Typically, the haustorium serves three functions: to attach the parasite to the host (adhesion), to penetrate into the host tissue or even into individual host cells (intrusion), and to conduct water and nutrients from the host to the parasite (conduction).
They can have tremendous economic impacts. For instance, rust fungi, members of the Basidiomycetes, infect every species of cereal grain and can reduce yields by as much as 25 percent.
In addition to their direct economic impact, parasitic fungi have historically had profound social effects. In the 1800’s outbreaks of Phytophthora infestans, late blight, decimated the potato crops of Europe just prior to harvest.
This oomycete first turned the potato leaves and stems to mush and then infected the tubers. As a result, millions of people who depended on potatoes as their primary source of food starved to death. Ireland was particularly hard-hit, and millions emigrated from there.
Some fungal parasites have a mixed impact on humans. The genus Claviceps, an ascomycete, infects cereal grains, producing structures called ergots. A variety of alkaloids are produced in the ergot tissue that causes ergotism in animals that eat infected grain. Symptoms include convulsions, psychotic delusions, and gangrene.
It has been suggested that the Salem “witches” executed in colonial Massachusetts or their “victims” were suffering from the effects of eating ergotted grain. Today ergot is the source of vasoconstricting drugs used in medicine to control bleeding and relieve migraine headaches.
While most mistletoes are tropical, the two mentioned above are common in the temperate regions. Unlike many parasitic flowering plants, mistletoes are green and photosynthetic and can thus produce their own food.

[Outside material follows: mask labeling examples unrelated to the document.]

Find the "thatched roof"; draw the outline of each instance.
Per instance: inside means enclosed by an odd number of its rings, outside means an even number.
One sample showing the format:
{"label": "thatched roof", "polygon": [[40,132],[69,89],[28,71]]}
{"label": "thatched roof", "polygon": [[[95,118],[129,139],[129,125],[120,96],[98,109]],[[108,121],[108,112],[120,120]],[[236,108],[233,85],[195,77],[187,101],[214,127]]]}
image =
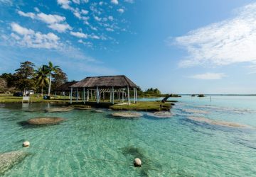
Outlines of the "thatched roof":
{"label": "thatched roof", "polygon": [[123,88],[127,86],[129,88],[139,88],[138,86],[124,75],[87,77],[72,85],[70,87],[95,88],[97,86],[100,88],[110,88],[112,86],[115,88]]}
{"label": "thatched roof", "polygon": [[69,91],[70,86],[78,83],[78,81],[67,81],[55,89],[55,91]]}

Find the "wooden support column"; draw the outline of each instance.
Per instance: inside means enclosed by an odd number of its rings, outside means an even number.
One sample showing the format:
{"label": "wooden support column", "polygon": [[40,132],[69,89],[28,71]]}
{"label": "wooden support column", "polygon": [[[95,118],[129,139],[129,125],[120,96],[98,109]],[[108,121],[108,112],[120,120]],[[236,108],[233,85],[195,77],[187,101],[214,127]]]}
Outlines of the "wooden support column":
{"label": "wooden support column", "polygon": [[100,103],[100,93],[99,93],[99,87],[97,86],[96,88],[97,91],[97,103]]}
{"label": "wooden support column", "polygon": [[71,90],[70,90],[70,104],[72,104],[72,91],[73,91],[73,87],[71,87]]}
{"label": "wooden support column", "polygon": [[85,88],[82,88],[82,100],[84,101],[84,104],[85,104]]}
{"label": "wooden support column", "polygon": [[121,101],[121,93],[120,93],[120,88],[118,91],[118,101]]}
{"label": "wooden support column", "polygon": [[77,91],[76,91],[76,96],[77,96],[77,98],[76,98],[76,102],[78,102],[78,88],[77,87]]}
{"label": "wooden support column", "polygon": [[112,86],[112,104],[114,105],[114,86]]}
{"label": "wooden support column", "polygon": [[89,88],[87,88],[87,101],[89,101]]}
{"label": "wooden support column", "polygon": [[130,105],[130,103],[129,103],[129,86],[127,86],[127,98],[128,98],[128,105]]}
{"label": "wooden support column", "polygon": [[136,91],[135,91],[135,88],[134,88],[134,104],[136,103]]}
{"label": "wooden support column", "polygon": [[91,89],[91,100],[92,100],[92,101],[93,101],[93,99],[92,99],[92,90]]}
{"label": "wooden support column", "polygon": [[138,93],[137,91],[137,88],[135,88],[135,98],[136,98],[136,103],[138,103]]}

Many species, including the Christmas mistletoes, produce fleshy, rigid mature leaves, but in other species the leaves are reduced to scales. Most species are epiphytic and grow in the branches of a host tree. Some tropical species are terrestrial, and at least one forms a 30-foot-tall tree.
Even these tree species form a characteristic haustorium connecting the parasite to the host. Mistletoes cause severe economic losses inmany areas. For instance, dwarf mistletoe (Anceuthobium) attacks many gymnosperms in the southwestern United States, particularly ponderosa pine.

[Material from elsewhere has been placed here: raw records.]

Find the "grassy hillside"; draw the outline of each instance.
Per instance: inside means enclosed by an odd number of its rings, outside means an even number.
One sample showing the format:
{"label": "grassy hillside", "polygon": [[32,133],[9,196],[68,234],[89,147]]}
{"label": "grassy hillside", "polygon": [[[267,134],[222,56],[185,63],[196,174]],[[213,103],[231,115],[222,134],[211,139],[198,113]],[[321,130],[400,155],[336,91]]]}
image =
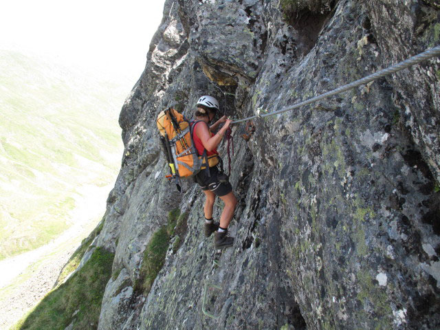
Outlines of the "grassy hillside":
{"label": "grassy hillside", "polygon": [[67,229],[80,187],[114,182],[129,89],[12,51],[0,72],[1,260]]}

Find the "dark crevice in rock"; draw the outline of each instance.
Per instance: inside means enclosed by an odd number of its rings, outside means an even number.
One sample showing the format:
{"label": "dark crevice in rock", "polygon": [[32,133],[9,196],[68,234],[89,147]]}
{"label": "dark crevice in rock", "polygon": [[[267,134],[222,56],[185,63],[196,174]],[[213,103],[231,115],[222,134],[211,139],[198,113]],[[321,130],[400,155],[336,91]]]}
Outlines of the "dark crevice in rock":
{"label": "dark crevice in rock", "polygon": [[[337,1],[329,1],[326,9],[311,10],[309,8],[298,11],[285,13],[289,25],[298,32],[298,48],[302,55],[306,55],[314,47],[322,27],[331,17]],[[285,53],[283,53],[285,54]]]}

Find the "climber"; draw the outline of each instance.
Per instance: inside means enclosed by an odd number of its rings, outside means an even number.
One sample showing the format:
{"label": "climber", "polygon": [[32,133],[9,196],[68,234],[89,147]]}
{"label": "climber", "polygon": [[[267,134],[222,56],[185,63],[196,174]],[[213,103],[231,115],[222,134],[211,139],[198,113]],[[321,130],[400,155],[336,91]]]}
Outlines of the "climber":
{"label": "climber", "polygon": [[[192,122],[194,144],[199,155],[202,155],[204,150],[206,150],[209,160],[209,170],[201,170],[195,176],[195,180],[206,196],[204,208],[205,236],[209,237],[215,232],[214,246],[218,248],[226,248],[234,243],[234,238],[228,236],[228,227],[234,215],[237,201],[228,176],[223,173],[223,168],[219,168],[221,160],[217,147],[230,125],[231,120],[223,116],[214,124],[208,126],[208,123],[215,117],[216,111],[219,110],[219,102],[212,96],[201,96],[197,103],[197,108],[196,120]],[[216,134],[212,133],[222,122],[225,123],[223,126]],[[219,223],[214,222],[212,219],[216,196],[225,202]]]}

Another well-known flowering plant parasite is dodder (Cuscuta). Dodder is distributed worldwide. It is easily recognizable because its rapid growth can quickly cover a host plant with a network of yellowish stems and scale like, yellow leaves.

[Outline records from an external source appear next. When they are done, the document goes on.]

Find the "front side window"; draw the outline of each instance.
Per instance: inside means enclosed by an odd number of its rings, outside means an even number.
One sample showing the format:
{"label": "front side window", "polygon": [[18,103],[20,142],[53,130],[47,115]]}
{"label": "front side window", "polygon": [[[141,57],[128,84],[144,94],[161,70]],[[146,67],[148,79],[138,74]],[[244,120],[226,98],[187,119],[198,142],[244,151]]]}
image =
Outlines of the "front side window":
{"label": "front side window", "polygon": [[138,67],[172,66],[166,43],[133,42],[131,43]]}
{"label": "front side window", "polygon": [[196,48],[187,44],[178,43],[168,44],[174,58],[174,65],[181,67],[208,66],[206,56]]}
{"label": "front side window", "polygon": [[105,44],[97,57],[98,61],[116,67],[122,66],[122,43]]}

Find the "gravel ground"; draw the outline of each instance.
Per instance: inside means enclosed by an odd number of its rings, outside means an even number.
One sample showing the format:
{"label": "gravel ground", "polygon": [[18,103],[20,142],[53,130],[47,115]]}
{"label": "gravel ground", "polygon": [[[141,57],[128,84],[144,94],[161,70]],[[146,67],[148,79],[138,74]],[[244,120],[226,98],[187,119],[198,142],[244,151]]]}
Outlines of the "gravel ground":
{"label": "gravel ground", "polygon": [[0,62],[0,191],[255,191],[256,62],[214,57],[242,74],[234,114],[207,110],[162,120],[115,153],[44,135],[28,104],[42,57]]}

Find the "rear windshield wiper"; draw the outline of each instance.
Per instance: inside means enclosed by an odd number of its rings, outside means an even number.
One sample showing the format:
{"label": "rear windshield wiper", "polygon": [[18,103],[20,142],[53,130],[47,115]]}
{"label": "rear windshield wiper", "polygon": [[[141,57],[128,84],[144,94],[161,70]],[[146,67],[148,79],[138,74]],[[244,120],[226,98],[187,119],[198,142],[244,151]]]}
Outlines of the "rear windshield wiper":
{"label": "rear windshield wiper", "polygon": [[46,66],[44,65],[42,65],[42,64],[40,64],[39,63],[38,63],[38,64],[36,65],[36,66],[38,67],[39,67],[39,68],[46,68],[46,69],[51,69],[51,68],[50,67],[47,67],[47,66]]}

Although dodder seeds germinate on the ground, the root disintegrates as soon as haustoria make connections with a host, at which time the dodder becomes completely dependent on the host for nutrients. Dodder is designated as a noxious weed throughout the continental United States.
Origin of Parasitism
It is generally believed that parasites evolved from“normal” plants. As haustoria developed and became more specialized, structural parts and physiological processes normally associated with support and nutrient assimilation were reduced until they were no longer capable of supporting the plant, which became dependent on its parasitic habit.
For instance, within the mistletoe family there is a complete gradient from terrestrial root-parasites, in which the roots of the tree-mistletoe parasitize the roots of host plants, to epiphytic shoot parasites, which are completely dependent on their host.
This gradient suggests that the epiphytic forms evolved from terrestrial species through increasing specialization of the haustorial organs and reduction of roots and leaves.
The visible effects of a parasite on its host ranges from spectacular alformations, such as “witches’ brooms” (a proliferation of short branches by the host at the site of parasite attachment), to no discernable effect. The physiological effects are also variable.
While all parasites weaken their host to some degree, in some cases the effect is hardly discernable. This makes sense because it would not be advantageous for the parasite to so weaken its host that the host dies. Nevertheless, this extreme is also evident, as described above for late blight of potato.